Days 42+: Systemic Stress
If no alternative supply established, mandatory rationing across all sectors. Potential food distribution problems. Significant GDP contraction. Defence fuel needs compete with civilian needs in a scenario where Australia may be supporting allied operations. Economic recession becomes probable.
Structural Vulnerabilities and Missing Responses
Australia has been warned about fuel security by defence analysts, the IEA, and industry bodies for over a decade. The structural responses that would make a material difference — dramatically expanded onshore storage, retained refining capacity, a strategic shipping fleet, domestic urea production, and genuine 90-day reserves — are all slow, expensive, and were not implemented. Increasing national diesel coverage by five days would have required approximately A$285 million in additional inventory. Every analyst who has examined this has reached essentially the same conclusion. The current crisis was foreseeable and foreseen.
Conclusion
Australia’s fuel security position is the product of three decades of optimising for efficiency over resilience. We export our own crude because it’s more profitable, import refined product because it’s cheaper, hold minimal reserves because storage is expensive, and closed ten of twelve refineries because Asian competitors undercut them. Every one of those decisions was rational in a world where ships always sailed and straits never closed.
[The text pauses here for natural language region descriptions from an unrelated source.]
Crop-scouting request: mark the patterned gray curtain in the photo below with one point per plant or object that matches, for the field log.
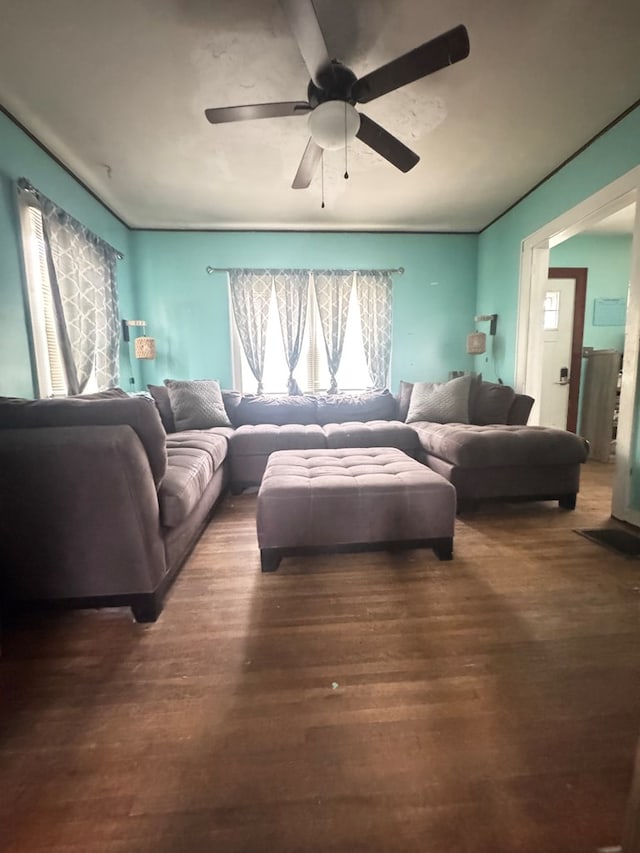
(292, 295)
(333, 290)
(250, 300)
(373, 290)
(82, 274)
That world ended on 28 February 2026.
The question for Australian policymakers is no longer whether a fuel crisis is possible. It is whether the government has the frameworks, authority, and political will to manage rationing, allocation, and economic disruption at a scale not seen since World War II — and whether those frameworks can be activated before day 35.
—
Sources: Australian Department of Climate Change, Energy, the Environment and Water; International Energy Agency; US Energy Information Administration; Windward Maritime Intelligence; CSIS; Brookings Institution; Kpler; CNBC; Al Jazeera; parliamentary statements by Energy Minister Chris Bowen (3 March 2026). Analyst assessments drawn from published interviews with Prof. Seyed Marandi (Tehran University), Scott Ritter, Col. Douglas Macgregor, and Brookings/CSIS panels. All probability estimates are the author’s synthesis and should be treated as informed judgement, not prediction.